In the CRFR case, an attorney from Tedesco Law Group who represents the CRFR firefighters’ union on Dec. 3 filed a complaint with an attorney at Bullard Law, the firm representing CRFR, regarding issues with Youngberg of “a serious nature” that “concern the safety of our members, and could possibly impact the liability of the District,” documents show.

The complaint was filed attorney to attorney, bypassing the fire district’s supervisor and board of directors. Bullard Law then directed the investigation into Youngberg by hiring David Hepp, of Hillsboro’s David Hepp Consulting and Investigations, to conduct an investigation into the allegations. Hepp returned a report on his findings, referenced as the “Hepp Report.” Former Fire Chief Jay Tappan and at least two board members read the report, which was concluded on Jan. 11, the same date Youngberg was placed on paid administrative leave.

Still, rather than considering the Hepp Report as a work product, Bullard Law argues it is an attorney-client privileged document and not subject to disclosure. CRFR — taxpayers living in the district — ultimately paid for the Hepp Report.

Tappan in documents submitted to the District Attorney’s Office argues that removal of Youngberg from duty officer status on Dec. 22 — well prior to the conclusion of the Hepp Report — and then placing him on paid administrative leave are disciplinary actions that exempt the Hepp Report from disclosure under Oregon Public Records Law.

We strongly disagree.

In fact, Tappan reported the investigation was still ongoing well after the Hepp Report had been concluded. Indeed, when the Spotlight first interviewed Tappan after Jan. 11, he told the Spotlight the report had not yet been finished or received, though documents received later would show he already had it in his possession. And, according to his Jan. 11 letter to Youngberg to place him on leave, Tappan writes, “At this point, the charges and underlying facts are still being developed.” The investigation was ongoing and continued until Youngberg announced his retirement on Jan. 22. By the Oregon Public Records Law, the document should be released. But under the catch-all argument of attorney-client privilege, it’s likely to never see the light of day.
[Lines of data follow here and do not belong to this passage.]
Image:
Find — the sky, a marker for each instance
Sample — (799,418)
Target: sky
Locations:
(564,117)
For us the question is not so much about what is in the report as it relates to Youngberg, though no doubt his actions are also of interest. But more importantly, such documents typically reveal much about who knew what, and when, as well as breakdowns in policy, board oversight and management. That is critical information for an informed public. Despite the fact attorneys, such as those at Bullard Law, prefer to sweep allegations and, indeed, proof of wrongdoing under the carpet for their public agency client, we expect our elected officials to resist any such tampering of the public’s right to information about its government, a liberty of a free and open society that is in dire jeopardy.
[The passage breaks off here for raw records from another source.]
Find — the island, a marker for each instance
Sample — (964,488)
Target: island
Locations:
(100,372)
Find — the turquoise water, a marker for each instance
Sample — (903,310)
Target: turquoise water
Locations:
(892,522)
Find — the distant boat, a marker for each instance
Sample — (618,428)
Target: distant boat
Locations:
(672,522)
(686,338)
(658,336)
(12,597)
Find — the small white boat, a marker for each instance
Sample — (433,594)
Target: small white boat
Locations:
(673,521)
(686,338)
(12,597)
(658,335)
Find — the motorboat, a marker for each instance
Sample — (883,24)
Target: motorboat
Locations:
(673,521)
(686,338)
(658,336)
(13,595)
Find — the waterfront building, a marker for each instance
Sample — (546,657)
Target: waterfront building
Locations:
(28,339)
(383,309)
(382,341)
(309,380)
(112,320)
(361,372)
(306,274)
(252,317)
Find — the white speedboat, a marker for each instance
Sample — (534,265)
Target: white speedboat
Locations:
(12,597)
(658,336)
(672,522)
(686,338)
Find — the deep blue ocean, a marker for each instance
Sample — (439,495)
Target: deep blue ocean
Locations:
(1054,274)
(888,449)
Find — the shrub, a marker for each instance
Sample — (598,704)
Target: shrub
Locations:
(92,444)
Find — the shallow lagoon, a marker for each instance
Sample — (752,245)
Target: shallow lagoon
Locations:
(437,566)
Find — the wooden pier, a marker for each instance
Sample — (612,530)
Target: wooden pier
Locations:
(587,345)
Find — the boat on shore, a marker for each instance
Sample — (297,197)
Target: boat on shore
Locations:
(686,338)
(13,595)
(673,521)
In fact, just this week the Columbia River People’s Utility District denied the Spotlight review of complaints filed against Director Dave Baker, including a complaint filed by John Nguyen, the general manager, that Baker violated a board policy. The attorney for the PUD, Philip Griffin, of Scappoose’s Clarke Griffin LLC, claimed Nguyen’s complaint was an attorney-client privileged document.
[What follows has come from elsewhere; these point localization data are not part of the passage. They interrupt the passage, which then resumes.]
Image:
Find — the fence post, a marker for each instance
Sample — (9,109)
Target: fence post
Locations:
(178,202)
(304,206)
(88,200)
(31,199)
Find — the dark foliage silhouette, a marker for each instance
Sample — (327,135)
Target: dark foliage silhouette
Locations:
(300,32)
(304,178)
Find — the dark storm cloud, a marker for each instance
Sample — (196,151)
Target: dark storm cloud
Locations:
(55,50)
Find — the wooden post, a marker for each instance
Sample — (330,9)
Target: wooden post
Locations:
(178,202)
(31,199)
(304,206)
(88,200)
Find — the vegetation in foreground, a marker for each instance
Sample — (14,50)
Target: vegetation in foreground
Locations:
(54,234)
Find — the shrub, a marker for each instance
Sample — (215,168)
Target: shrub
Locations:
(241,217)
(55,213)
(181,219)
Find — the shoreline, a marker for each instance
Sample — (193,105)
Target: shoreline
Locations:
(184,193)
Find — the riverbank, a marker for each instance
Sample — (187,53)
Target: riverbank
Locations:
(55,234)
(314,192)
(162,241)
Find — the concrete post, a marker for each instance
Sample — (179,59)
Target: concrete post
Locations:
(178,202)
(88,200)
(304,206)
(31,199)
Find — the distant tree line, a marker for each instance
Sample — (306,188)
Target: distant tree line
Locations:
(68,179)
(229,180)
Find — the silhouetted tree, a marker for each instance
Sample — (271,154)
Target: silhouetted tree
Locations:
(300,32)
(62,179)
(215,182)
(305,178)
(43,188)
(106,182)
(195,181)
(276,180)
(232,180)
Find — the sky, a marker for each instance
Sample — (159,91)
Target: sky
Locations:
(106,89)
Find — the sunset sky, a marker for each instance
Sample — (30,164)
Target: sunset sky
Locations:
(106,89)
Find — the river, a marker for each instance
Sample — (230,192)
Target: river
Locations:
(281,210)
Utter nonsense. But still, very difficult, timely and, possibly, expensive to fight. Unquestionably, how the investigation into Youngberg played out demonstrates misdirection by his supervisor, Tappan, as well as the fire board, and reinforces the public’s immediate call to action to press for the removal of attorney-client protections as they relate to internal investigations of poorly acting public officials. Simply engaging an attorney in any public process should not immunize that process from public scrutiny.

This is what is happening — has been happening, and appears will continue to happen barring a change in the interpretation of law — in Columbia County and Oregon.